David Rosenfeld, a California-based union attorney not involved in the matter, said he believes Workers United has a strong case for compelling the disclosures.

“Littler contacts workers directly – not by talking to them, but by sending them documents that are incredibly coercive and scary. That’s reportable activity,” he said.

Acting on behalf of Starbucks, the firm’s attorneys have issued subpoenas to the union and individual baristas in cases before the National Labor Relations Board. Administrative law judges have found that some of the requests – like communications between baristas and the media – were “overbroad” and weren’t relevant to the proceedings. 

Agency judges in two cases determined that Starbucks violated workers’ rights through the subpoenas and that the subpoenas themselves could discourage employees from organizing by creating a “chilling” effect. One wrote that the aim of one subpoena was to figure out the union’s media strategy.

Workers United argues that “Starbucks’ purpose is not to gather information for administrative or judicial proceedings; rather, it is to collect sensitive information about the organizing activity itself in order to chill union activity and gain information about employees’ protected activity.”

Since Littler Mendelson attorneys executed those subpoenas, the union says both Starbucks and the law firm should have to make financial disclosures.

A spokesperson for Littler Mendelson did not immediately respond to a request for comment on Tuesday.

Workers and the public could end up seeing the sort of financial details that rarely come to light in campaigns against unions -- including the hourly rates for the employer's counsel.

As HuffPost reported in a series of stories last year, employers rely heavily on outside consultants and attorneys to battle union campaigns, often paying more than $3,000 per day for each one. 

The disclosure law is premised on the idea that workers have a right to know who is lobbying them against unionization and how much they’re being paid. But the law is routinely flouted, with employers and consultants filing their disclosures well past the legal deadline or not at all.

Bob Funk, director of LaborLab, a non-profit watchdog of the anti-union consulting industry, said employers’ attorneys typically avoid having to make disclosures by relying on the law’s carveouts. But in this case, Funk said Littler Mendelson attorneys went too far with the subpoenas.
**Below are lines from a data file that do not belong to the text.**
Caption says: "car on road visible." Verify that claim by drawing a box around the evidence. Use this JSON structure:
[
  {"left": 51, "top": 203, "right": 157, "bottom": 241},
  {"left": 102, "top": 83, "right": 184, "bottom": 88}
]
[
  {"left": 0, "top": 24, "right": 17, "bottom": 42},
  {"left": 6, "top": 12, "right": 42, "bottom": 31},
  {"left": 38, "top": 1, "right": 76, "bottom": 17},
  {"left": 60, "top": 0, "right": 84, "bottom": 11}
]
“I think this is an instance where they’ve gotten almost a little too cocky with what they can get away with,” Funk said. “They fired off subpoenas to scare some young underpaid workers and this may come back to bite them in the ass.”

He added, “If there aren’t penalties for this, this opens a pandora’s box for coercion and intimidation of workers who don’t have the legal resources that Starbucks the behemoth does.”

The Starbucks campaign is one of the most high-profile union organizing efforts in years. None of the Seattle coffee chain’s roughly 9,000 corporate-owned U.S. stores had union representation until Workers United started organizing in late 2021. As of early December last year, the union had won elections at 370 Starbucks stores. 

The campaign has drawn an aggressive response from Starbucks. Administrative law judges have ruled that Starbucks broke the law in dozens of cases where workers said their rights were violated. The findings include illegal retaliation, threats, firings and surveillance, as well as refusing to bargain with a union. Starbucks has disputed those findings and appealed the unfavorable decisions.

Early in the campaign, Starbucks dispatched high-level managers, including at the executive level, to areas where union organizing was afoot, including Buffalo, New York, where the campaign began. The Labor Department has launched a separate investigation to determine whether Starbucks should have made disclosures about the money it spent sending corporate officers, managers and even former CEO Howard Schultz to Buffalo.  

Funk said he’s pleased to see Biden’s Labor Department acting aggressively in such cases, saying enforcement has historically been lax.

“I think that’s changing, finally, so that the spirit of the law is enforced,” he said.